Her tone was instantly familiar, even gushy; comments on her therapy, work, home life and relationships tumbled out all at once, as they did (with much more control) in her poems. "You see," she explained to one pen pal, “I dare write to you quickly, pouring forth, badly written, all misspelled, any old way the words come. Only in a poem is the emotion intensified, sharpened, made acute and sometimes more than I knew I knew. Too much verbiage in a letter by Anne Sexton. . . and nothing remains defined except the gesture, the pouring forth, the friendship and aknowledgement (sic) of love.” (Her “acknowledgements” of love poured out sometimes at the risk of being misinterpreted. With amusing regularity, her letters contain disclaimers directed to male acquaintances who took her amorous proclamations at face value.)

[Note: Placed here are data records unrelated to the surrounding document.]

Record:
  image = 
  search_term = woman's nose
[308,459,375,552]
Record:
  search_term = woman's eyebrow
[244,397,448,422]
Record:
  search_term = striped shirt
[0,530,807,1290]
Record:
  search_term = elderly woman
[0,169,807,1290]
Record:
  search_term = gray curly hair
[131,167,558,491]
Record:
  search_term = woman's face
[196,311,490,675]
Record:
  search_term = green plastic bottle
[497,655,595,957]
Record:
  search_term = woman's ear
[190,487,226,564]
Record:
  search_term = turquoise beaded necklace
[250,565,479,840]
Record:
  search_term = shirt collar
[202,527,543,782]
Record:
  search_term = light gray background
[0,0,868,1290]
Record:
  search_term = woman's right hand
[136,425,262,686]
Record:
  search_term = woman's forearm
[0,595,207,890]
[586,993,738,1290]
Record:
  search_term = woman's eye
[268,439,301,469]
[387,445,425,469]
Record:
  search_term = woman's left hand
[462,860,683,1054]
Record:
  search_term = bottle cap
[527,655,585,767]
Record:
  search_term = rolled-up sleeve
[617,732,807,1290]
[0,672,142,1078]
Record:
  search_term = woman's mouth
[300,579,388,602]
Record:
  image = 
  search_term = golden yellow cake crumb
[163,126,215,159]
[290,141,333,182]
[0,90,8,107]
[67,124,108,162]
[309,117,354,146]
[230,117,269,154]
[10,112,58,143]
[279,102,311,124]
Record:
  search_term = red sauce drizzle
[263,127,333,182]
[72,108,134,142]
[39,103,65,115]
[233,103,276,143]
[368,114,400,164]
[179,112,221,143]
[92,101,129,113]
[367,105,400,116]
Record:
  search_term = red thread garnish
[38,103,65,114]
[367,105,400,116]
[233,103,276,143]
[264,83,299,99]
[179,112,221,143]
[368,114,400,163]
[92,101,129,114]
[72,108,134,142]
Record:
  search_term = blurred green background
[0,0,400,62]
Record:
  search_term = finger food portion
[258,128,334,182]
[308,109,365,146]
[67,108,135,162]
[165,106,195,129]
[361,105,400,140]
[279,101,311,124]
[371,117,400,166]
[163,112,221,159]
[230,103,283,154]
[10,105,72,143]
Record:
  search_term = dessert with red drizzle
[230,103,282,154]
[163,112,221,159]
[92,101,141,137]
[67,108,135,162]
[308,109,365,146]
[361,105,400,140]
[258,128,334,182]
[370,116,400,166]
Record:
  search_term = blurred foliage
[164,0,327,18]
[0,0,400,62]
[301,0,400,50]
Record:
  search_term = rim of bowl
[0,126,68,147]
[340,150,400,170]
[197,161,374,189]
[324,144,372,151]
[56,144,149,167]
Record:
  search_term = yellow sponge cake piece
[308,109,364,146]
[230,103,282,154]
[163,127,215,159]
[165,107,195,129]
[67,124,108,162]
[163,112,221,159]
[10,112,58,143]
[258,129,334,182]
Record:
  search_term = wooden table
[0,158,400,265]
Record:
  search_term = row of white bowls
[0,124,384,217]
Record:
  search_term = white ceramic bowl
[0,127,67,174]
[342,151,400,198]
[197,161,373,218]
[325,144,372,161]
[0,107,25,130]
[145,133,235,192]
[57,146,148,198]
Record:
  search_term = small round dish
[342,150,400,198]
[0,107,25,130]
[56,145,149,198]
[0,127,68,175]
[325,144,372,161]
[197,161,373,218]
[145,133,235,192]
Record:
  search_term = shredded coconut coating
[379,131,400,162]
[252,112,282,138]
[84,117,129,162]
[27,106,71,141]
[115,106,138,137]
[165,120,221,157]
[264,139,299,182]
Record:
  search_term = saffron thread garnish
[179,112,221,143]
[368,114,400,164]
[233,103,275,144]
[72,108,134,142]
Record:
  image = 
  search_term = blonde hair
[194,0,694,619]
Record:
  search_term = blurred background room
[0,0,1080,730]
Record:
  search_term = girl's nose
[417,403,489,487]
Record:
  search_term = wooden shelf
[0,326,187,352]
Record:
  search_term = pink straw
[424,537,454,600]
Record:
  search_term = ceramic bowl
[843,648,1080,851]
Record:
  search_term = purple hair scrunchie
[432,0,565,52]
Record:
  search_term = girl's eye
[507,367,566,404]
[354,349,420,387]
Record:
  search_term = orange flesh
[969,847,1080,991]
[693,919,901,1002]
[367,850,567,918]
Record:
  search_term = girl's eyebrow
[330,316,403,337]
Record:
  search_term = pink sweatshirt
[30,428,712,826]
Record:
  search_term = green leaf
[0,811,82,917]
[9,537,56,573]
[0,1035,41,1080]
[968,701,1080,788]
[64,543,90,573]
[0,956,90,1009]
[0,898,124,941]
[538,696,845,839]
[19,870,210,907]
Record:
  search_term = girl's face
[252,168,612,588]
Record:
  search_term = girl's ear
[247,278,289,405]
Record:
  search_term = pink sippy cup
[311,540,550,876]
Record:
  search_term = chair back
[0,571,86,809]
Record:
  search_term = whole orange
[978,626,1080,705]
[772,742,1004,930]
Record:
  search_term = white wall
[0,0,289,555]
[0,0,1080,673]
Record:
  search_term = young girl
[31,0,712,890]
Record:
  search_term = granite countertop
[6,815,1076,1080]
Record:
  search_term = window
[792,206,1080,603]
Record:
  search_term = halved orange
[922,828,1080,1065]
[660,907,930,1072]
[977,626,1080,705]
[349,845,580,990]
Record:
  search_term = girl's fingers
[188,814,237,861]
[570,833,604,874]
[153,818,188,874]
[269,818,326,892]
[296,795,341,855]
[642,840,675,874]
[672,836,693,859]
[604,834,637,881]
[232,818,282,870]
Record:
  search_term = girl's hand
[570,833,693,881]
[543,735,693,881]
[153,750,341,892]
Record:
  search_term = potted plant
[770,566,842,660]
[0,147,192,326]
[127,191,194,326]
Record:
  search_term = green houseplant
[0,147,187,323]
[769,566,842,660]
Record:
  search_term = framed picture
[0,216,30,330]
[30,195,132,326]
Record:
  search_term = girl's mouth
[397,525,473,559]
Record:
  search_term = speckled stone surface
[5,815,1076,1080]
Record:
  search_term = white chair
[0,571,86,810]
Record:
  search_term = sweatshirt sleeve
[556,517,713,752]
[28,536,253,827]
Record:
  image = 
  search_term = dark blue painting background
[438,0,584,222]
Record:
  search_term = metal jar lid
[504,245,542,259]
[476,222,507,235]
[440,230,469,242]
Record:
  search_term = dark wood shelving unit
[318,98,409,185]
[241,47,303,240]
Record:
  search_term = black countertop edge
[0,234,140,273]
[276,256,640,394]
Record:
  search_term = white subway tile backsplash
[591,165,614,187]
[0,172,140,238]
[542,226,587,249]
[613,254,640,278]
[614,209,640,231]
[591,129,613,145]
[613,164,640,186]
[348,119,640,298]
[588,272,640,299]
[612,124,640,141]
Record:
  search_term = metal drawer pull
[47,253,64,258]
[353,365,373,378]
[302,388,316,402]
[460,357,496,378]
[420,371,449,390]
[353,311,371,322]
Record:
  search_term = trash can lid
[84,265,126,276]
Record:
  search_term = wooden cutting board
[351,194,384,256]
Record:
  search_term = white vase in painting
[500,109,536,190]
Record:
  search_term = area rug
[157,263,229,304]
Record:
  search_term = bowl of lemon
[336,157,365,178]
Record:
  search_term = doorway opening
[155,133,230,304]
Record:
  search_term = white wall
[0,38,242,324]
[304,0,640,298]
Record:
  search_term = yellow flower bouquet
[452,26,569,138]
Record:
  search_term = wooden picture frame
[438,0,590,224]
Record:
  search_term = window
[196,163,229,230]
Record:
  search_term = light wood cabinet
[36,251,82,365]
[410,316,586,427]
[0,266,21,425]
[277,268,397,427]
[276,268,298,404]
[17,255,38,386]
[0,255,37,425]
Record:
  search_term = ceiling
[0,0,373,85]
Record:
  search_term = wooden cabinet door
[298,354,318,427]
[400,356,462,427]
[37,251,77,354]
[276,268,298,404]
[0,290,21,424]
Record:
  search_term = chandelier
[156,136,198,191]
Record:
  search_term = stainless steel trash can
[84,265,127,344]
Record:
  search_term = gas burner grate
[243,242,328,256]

It is impossible to read these letters without feeling the steady tug of tragedy, and not just because they march inexorably toward Sexton's well-publicized suicide in 1974. Despite the frequent hospitalizations and suicide attempts which added to her living legend, it was possible to believe that the fascination with death expressed in Sexton's verse was essentially an intellectual one, to view her end as an almost romantic accident. Self-Portrait makes painfully clear how real was the struggle with life and death for her: For a psychiatrist-friend she casually composed a list of her daily fears: "How does one walk down the street and not look conspicuous and strange? how does one function at a party when you forget everyone's name and want to hide in a corner? how does one ask directions in a strange city and then remember them if one has dared ask?" Later, to the same woman: "Now listen, life is lovely, but I CAN'T LIVE IT. I can't even explain. I know how silly it sounds. . . but if you knew how it FELT. I 'm like a stone that lives . . . locked outside of all that's real." And in the middle of an otherwise newsy letter to a long-time fan, Sexton dispassionately dropped the harrowing details of her latest OD. These episodes of madness and despair stick most firmly in the reader's mind -- not because they are typical but because they are infrequent eruptions of what must have lurked constantly just under the surface.

Self-Portrait in Letters is as complete and as compelling as any narrative could conceivably be. It includes lots of delicious trivia (Sexton contemplated writing a comic manual on how to pick a shrink, with section headings like "The Fee, or Don't Let Your Swimming Pool Show" and "The Masturbating Secretary") and few obvious gaps, though poet Maxine Kumin, Sexton's closest friend for 17 years, is conspicuously absent (presumably she plans to tell her own story). Each chapter is given a structure, title, introduction, keynote poem, and running, between-the-letters annotation; these are invariably thoughtful and knowledgeable - illuminating both the poet and the poems. It is a tribute to editors Linda Gray Sexton and Lois Ames that you're so drawn into the poet's perceptions that her descriptions of certain moments send a chill up your spine, such as the arrival of the telegram informing her that Live and Die (1966) had won the Pulitzer Prize. It's ironic and sad that that book's final entry, "Live," was a poem whose stunningly affirmative sentiments. ("I say Live, Live because of the sun./ the dream, the excitable gift.") were, for their author, ultimately not enough.